Background on the Fertilizer SUSTAIN Act:
The Fertilizer SUSTAIN Act includes provisions related to the issues listed below.
Critical Minerals Designation: Designates potash and phosphate as critical minerals, helping to ensure a more streamlined and reliable permitting process and access to these necessary resources, as well as requiring a study to evaluate other minerals necessary for fertilizer production or other agricultural products for designation as critical minerals.
NEPA Permitting Improvements: Permitting reform will allow domestic fertilizer production to grow and ensure that the industry and farmers can benefit from sourcing the raw materials needed for the final product domestically. Additionally, recent revisions to the National Environmental Policy Act (NEPA) only increase uncertainty and cause significant delays in the federal permitting process and only serve to decrease domestic fertilizer production.
Improves Access to Conservation Programs: Currently a limited number of individuals designated as Technical Service Providers (TSPs) are permitted to write nutrient management plans, and a limited number of groups are permitted to apply for Natural Resources Conservation Service (NRCS) funds. The Fertilizer SUSTAIN Act would recognize Certified Crop Advisors (CCAs) as TSPs, increase cost-share payments under the Environmental Quality Incentives Program (EQIP) and allow agricultural retailers to be eligible for the Regional Conservation Partnership Program (RCPP).

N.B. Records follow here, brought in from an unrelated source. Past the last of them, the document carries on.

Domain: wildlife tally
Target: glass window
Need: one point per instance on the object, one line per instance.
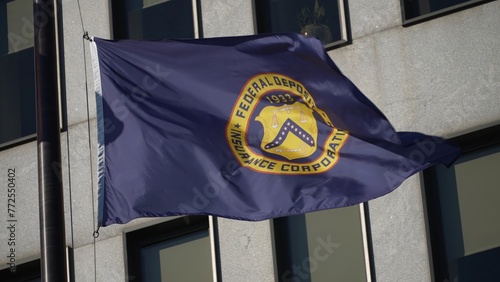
(177, 250)
(415, 11)
(328, 245)
(155, 19)
(463, 211)
(17, 79)
(325, 20)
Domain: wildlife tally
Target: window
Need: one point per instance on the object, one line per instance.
(17, 79)
(328, 245)
(416, 11)
(26, 272)
(463, 211)
(156, 19)
(176, 250)
(323, 19)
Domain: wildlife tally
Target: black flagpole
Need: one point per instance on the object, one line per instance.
(52, 229)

Strengthens Biostimulant Adoption: Requires the United States Department of Agriculture (USDA) to conduct a review of nutrient management practices to determine if plant biostimulants are an eligible conservation practice standard utilizing the definition of “plant biostimulants” contained in the 2019 USDA report to Congress.
Allows for Sustainable Reuse of Phosphogypsum: Reinstates the EPA petition for the use of Phosphogypsum (PG) in government road projects. PG is a byproduct of phosphate fertilizer production and is currently required to be stored in aboveground stacks at a cost of hundreds of millions of dollars. PG is increasingly being safely recycled for a variety of uses in Europe, South America, Asia, Africa, as well as in Canada, and according to the International Atomic Energy Agency should not be restricted in such uses as agriculture, road construction or marine environments.